Systems of insight have full-stack ownership of data, from generation to visualization - and all the steps between. In order to achieve this while also executing on the findings, the multi-disciplinary teams will need a wide range of skills: business, technology and analytics.

The insights team should not be dependent on your development department, but rather fused with it. Rather than having separate teams for insights and dev, there is only one around a single topic. Having all the necessary skills in a single team enables them to move significantly faster. Deloitte calls these ‘purple teams’: teams which have combined business and technical talent to deliver analytics edge ("The key to delivering analytics advantage: Your people" ,Deloitte, 2017, p. 21).

“If you say you’re data-driven, but everything has to go through an analyst, you’re not actually data-driven”

-Fareed Mosavat, Group Product Manager at Slack

Speed is key, and a centralized analytics team creates bottlenecks. Not everyone needs to be a data scientist, but the organizations who win will have made data and analysis accessible for everyone. This holds true especially in smaller teams.

In the Lean Startup methodology, one interesting idea is to have ‘Validated’ as step in the ‘definition of done’ (The Lean Startup, p.138). The point is to ensure all stories that are done with the intention to improve the product also have a mandatory validation step before they can be signed off. This fits extremely well with the thinking of systems of insights and cross-functional teams that are responsible for the full insights-to-execution process.

(Figure 2: The Lean Startup methodology, adapted from theleanstartup.com)

It is all about continuous learning: you act with an assumption, test it, learn and form new assumptions. If you are not measuring the impact of your work, you are not learning, but hoping. On page 126 in the book, Erik Ries gives an example about a team that is not producing results. In the example, the management concludes that the team was not working hard enough, although the problem was that the process the development department was expected to follow did not enable learning to take place.

An insights platform for long-term success

Although data is a critical component, surprisingly the battle isn’t about who has the best data. In an interview, Lori Sherer (Bain & Company, 2017) points out that more data isn’t always better and goes on to say that “a simpler solution that is designed with the end users in mind is going to win out 100% of the time”. Her point is that while data is powerful and access to it can give an edge over a competitor, it ultimately comes down to your ways of working. Approaching customers’ needs in an analytical way is the winning component, not having the best data to support it. This doesn’t mean you shouldn’t go after good data. It means you are not necessarily doomed if the data you have access to is inferior to your competition, as long as your ways of working are more customer and goal oriented.

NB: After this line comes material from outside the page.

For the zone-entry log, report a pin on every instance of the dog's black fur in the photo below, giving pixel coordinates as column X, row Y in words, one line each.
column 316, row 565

We engineers often think of the technical solution first, but the insights stack should be focused on only once the ways-of-working are in place, There’s plenty of technical work when building an insights platform that has the speed and flexibility to support all business needs. Having those needs in mind will ensure that the right thing is built. A very brief generalization is depicted in Figure 3.

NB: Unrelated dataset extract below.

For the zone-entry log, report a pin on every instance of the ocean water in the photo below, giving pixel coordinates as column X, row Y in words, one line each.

(Figure 3: A generic analytics stack with some example AWS technologies)

While developing machine-learning algorithms can seem like the most important task to produce value, the foundations and enablers to do so are actually laid out much earlier. By storing all data in its raw format, by creating convenient pre-processing flows and ensuring data quality stays good likely have a higher impact on the end result than endlessly polishing a neural network.

First party data - the kind that you create and no-one else has - is what most likely makes you different from the rest. If you have access to second or third party data, so will others. Enriching your first party data can be important, as it might enable you to find insights otherwise invisible to you. Think of how different industries use the product differently and how it might be difficult to see that, unless you have access to that meta-information.

Has access to all (relatively) latest data through a robust ingestion and storing process
Enables joining all data in any format effortlessly, even if the data is imperfect
Allows changes in schema easily through e.g. virtualization
Exposes analytics with production-ready interfaces
Respects users’ privacy while not compromising quality

The most interesting question to start with is: "How will the insights stack support my business?" For example, if your end goal is to plug in insights components to your SaaS product for your customers to see, and you anticipate these components to need to do heavy computing on massive volumes of real-time data, then the stack you will need to create is very different from if you only need to do back-office analysis and you know you will do just fine with a data lag of one day.

Final words

Companies can fail to reap the benefits of analytics, since

Analytics is a support function, not a function that sits in the leadership table.
Analytics is separated from business processes, when it should be tightly embedded in them.
Analytics stack is under-resourced and inflexible, unable to meet changing needs.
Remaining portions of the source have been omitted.